# Accuracy of the Newton-Cotes formulas for polynomials of degree $n+1$ and even $n$

Let $f$ be a polynomial of degree $n+1$. The Newton-Cotes formula is given by $$\int_{-t}^tf(x)\text{ d}x\approx\sum_{k=0}^nf(x_k)\int_{-t}^t\omega_{n+1}(x)\text{ d}x \tag{*}$$ where $$\omega_{n+1}(x):=\prod_{k=0}^n(x-x_k)$$ denote the Newton basis polynomials and $$x_k:=kh-t\;,\;\;\;h:=2\frac{t}{n}$$ $(*)$ is accurate for polynomials of degree at most $n$. Why is it even accurate for polynomials of degree $n+1$, when $n$ is even?
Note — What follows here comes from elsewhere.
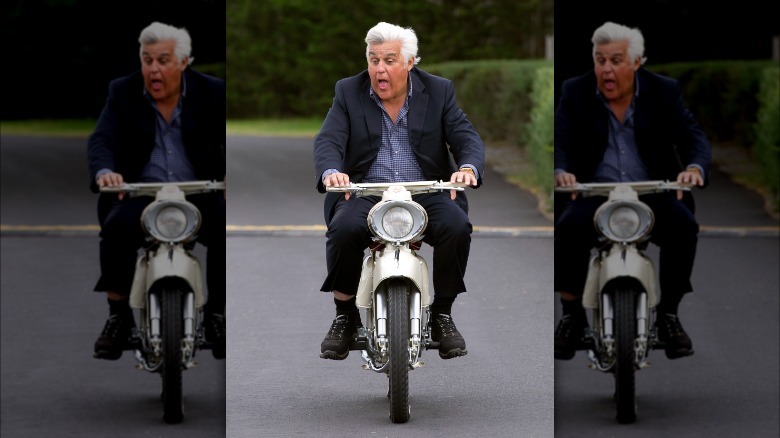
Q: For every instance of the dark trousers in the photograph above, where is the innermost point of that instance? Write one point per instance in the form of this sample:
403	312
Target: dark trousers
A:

If $p(f\mid x_0,\cdots,x_n)$ denotes the interpolation polynomial of $f$. The interpolation error is given by $$f(x)-p(f\mid x_0,\cdots,x_n)=\frac{f^{(n+1)}(\xi)}{(n+1)!}\omega_{n+1}(x)$$ Because $f$ has degree $n+1$ $$\frac{f^{(n+1)}(\xi)}{(n+1)!}\equiv c$$ is a constant. Thus, $$\int_{-t}^tp(f\mid x_0,\cdots,x_n)\text{ d}x=\int_{-t}^t f(x)\text{ d}x-c\int_{-t}^t\omega_{n+1}(x)\text{ d}x$$ Because $n$ is even, it holds $x_k=-x_{n-k}$. So, $$\omega_{n+1}(t-x)=\omega_{n+1}(x-t)$$ However, I'm unable to show the desired statement.

*EDIT:*$\;$ I've provided an answer which is pretty close to the solution, but still need some help.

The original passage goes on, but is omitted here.